Ik schudde mijn schouders los en liep de zoveelste catwalk van mijn leven op. Het licht, de muziek, het publiek, het was een tweede thuis voor mij geworden. Het was de invulling van mijn leven, al vijf jaar lang. Ik reisde de wereld rond, zag de mooiste plekken en ontmoette de meest belangrijke mensen. Mensen met aanzien, en dus logischerwijs ook macht. Eenieder van hen hield zich een masker voor, niemand was zichzelf in dat wereldje waar het ging om zien en vooral gezien worden. Het ging niet om inhoud, maar om verpakking. Hoe duurder de verpakking, des te meer men in smaak viel bij anderen. Deze anderen maakten door middel van hun oordeel, jou tot wie je bent. Ze konden je maken, maar vaker ook breken. Wie niet meeging in dit spelletje, viel uit de boot en zou nooit meer binnengehaald worden. Het was dan over en uit, meedogenloos hard. Wie het aangereikte keurslijf niet paste, zou zonder pardon afgedankt worden en niet in het ideale plaatje thuishoren. Het ideale plaatje dat geschept werd door een maakbare wereld, die de mensen in illusies deed wanen. Zolang maar genoeg mensen er deel vanuit maakten en hetzelfde gedachtengoed deelden, was het zo goed als de werkelijkheid. Een werkelijkheid waar geen mens werkelijk grip op had, maar ontzettend aantrekkelijk was. Het was een wereldje waar een hogere macht geen plek kreeg, maar de mens zelf boven alles en iedereen stond. Het was een wereld die ik jaren geleden voor het eerst uit noodzaak betreden had, en sindsdien niet meer uit los was geraakt. Het was mijn toevlucht geweest, afkomstig uit barre tijden en sobere gedachtes. Dit bedorven wereldje, was nu mijn wereld...

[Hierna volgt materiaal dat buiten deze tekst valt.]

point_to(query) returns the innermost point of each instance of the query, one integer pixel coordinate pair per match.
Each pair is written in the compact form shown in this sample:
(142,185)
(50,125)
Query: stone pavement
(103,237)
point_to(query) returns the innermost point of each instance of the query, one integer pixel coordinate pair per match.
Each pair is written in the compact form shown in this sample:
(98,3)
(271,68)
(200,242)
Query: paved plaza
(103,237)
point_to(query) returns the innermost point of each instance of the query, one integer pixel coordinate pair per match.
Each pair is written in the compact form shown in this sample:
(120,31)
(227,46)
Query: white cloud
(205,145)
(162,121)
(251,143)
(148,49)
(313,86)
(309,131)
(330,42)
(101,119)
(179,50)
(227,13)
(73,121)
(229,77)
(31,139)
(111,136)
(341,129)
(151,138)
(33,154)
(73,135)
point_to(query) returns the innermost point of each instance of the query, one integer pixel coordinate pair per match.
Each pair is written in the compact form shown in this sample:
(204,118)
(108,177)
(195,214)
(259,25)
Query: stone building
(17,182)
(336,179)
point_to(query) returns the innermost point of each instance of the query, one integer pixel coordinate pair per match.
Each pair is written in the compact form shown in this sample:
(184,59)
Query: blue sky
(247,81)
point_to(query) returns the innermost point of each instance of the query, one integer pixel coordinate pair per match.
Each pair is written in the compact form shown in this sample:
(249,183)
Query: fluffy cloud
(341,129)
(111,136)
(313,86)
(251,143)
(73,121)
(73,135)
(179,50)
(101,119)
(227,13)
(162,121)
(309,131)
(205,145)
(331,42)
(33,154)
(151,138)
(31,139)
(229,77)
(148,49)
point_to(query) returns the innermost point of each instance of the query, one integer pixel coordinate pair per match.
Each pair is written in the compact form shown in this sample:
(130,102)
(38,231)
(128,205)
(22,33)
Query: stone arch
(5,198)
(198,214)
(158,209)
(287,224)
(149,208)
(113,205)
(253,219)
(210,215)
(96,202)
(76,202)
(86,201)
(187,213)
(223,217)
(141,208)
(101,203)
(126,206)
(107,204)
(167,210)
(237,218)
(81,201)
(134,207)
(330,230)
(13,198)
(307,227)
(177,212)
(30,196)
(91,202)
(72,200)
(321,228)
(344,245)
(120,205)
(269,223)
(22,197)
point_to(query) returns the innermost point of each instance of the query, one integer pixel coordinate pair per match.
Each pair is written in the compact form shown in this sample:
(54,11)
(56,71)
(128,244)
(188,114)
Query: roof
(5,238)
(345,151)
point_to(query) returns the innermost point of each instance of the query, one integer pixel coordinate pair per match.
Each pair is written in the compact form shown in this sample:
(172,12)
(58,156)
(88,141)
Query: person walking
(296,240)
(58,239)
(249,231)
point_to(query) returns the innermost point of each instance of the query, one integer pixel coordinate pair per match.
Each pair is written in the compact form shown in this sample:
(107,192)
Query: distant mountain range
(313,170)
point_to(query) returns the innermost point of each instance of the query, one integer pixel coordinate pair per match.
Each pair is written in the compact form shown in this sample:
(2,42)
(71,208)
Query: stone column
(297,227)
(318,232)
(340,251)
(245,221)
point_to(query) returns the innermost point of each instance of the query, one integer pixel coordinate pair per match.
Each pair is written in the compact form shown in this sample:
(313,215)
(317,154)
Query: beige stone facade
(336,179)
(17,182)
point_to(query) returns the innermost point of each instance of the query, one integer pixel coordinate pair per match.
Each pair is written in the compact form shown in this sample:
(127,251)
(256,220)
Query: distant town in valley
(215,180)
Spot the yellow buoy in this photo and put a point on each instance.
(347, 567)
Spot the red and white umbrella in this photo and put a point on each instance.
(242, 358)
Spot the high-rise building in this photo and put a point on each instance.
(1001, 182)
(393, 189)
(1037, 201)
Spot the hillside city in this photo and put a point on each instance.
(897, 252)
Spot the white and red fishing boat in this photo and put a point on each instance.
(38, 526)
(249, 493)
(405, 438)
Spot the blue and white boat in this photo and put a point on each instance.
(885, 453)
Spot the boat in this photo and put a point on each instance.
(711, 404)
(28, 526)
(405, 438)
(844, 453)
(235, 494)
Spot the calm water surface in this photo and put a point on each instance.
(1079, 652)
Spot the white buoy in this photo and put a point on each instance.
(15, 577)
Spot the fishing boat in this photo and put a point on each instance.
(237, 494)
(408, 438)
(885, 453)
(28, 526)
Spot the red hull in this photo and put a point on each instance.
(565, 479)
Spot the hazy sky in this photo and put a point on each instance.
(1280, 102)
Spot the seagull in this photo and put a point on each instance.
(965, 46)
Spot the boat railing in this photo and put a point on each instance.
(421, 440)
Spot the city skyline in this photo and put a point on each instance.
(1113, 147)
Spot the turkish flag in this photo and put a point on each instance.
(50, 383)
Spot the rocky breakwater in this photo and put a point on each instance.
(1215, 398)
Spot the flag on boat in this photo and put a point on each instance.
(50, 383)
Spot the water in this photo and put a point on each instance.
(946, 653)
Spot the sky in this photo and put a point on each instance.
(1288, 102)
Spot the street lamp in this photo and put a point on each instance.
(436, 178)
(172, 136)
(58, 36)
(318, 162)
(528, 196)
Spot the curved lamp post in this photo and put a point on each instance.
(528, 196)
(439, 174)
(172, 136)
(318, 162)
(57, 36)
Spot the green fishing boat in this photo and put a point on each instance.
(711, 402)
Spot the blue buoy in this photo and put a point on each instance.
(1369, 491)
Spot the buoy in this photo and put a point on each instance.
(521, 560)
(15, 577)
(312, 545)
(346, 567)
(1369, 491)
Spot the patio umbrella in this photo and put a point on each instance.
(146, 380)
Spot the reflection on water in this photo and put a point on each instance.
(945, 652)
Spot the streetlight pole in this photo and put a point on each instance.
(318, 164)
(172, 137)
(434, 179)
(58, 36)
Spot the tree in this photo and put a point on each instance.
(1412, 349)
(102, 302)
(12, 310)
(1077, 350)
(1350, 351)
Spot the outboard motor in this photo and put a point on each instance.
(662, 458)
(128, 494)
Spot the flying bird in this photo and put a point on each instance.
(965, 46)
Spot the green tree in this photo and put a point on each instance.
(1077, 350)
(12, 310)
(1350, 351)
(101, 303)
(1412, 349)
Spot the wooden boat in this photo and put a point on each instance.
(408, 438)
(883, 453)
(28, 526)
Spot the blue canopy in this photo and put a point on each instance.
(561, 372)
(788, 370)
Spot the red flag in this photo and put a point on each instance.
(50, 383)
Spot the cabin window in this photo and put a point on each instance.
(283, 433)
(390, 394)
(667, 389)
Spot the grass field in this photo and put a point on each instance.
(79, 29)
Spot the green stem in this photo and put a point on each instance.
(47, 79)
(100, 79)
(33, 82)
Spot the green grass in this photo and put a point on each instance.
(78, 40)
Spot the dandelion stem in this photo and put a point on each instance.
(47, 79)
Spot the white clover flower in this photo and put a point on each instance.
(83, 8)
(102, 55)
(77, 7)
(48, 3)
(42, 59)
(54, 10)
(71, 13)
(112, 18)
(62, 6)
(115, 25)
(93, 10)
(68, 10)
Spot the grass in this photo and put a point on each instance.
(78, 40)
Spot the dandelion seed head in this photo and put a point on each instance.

"Oke bedankt iedereen voor jullie inzet, jullie hebben allen goed werk geleverd." Sprak de kledingontwerper, en tevens onze baas van de avond, ons bedankend toe.
"En nu op naar de afterparty!" Waarna een luid geklap volgde.
Ik had me inmiddels omgekleed in een nauwsluitend zwart jurkje en volgde de rest van de modellen naar de zaal waar het feest zou losbarsten. Het was het gebruikelijke riedeltje, eerst je werk doen om je vervolgens klem te zuipen aan de bar nadat de show over was. Ik was dan wel geen praktiserende moslima in alle striktheid van het woord, maar bepaalde principes handhaafden ik wel. Zo rookte ik niet en dronk ik al helemaal niet.
"Wat sta je hier zo alleen. Ga je mengen tussen de mensen, wellicht loop je mister charming nog tegen het lijf vanavond." Knipoogde Selina mij toe. Ik schonk haar een glimlach terug en liep richting de uitgang. Ik had vanavond geen zin in socializing en verlangde naar mijn bed. Terwijl ik de drukte achter me liet, opende ik de deur en liep over de gang richting de uitgang. Her en der stonden nog wat verdwaalde fotograven die geen toegang verschaft kregen naar binnen en daarom maar afgedropen waren. Ik zag hoe een van hen mij opmerkte en direct zijn camera in de aanslag hield. "Oprotten met dat ding!" Beval ik hem, terwijl ik mijn hand voor m'n gezicht hief, om zo de foto enigszins te kunnen belemmeren. "Kom nou Salma, een foto maar." Smeekte de fotograaf mij zowat, die zonder op mijn respons te wachten een foto nam. "Jij valt mij al weken lastig en nu ben ik het echt spuugzat." Brieste ik, terwijl ik dreigend op hem af liep. Ik had de fotograaf herkend, het was namelijk dezelfde die op de loer had gelegen bij mijn huis. "Ik zei kappen, dus dan kap je ook!" Stond ik nu oog in oog met hem. Een vermakelijke grijns verscheen op zijn vadsige kop. "Ik voel ineens een mooie headline opdoemen. 'Dronken Selma valt fotograaf aan', die gaat vele lezers trekken." Op het moment ik hem verbaal wilde aanvallen, hoorde ik ineens een stem naast mij. "Als je nog een keer een dergelijke toon durft aan te slaan jegens haar, krijg je met mij te maken." Zei de man dreigend, terwijl zijn blik de woorden kracht bijzetten. Het was een man die ik nooit eerder had gezien, want anders was zijn verschijning mij zeer zeker bijgebleven. Goed gekleed, atletisch gebouwd en een knap gezicht stelde ik na een vlugge blik vast.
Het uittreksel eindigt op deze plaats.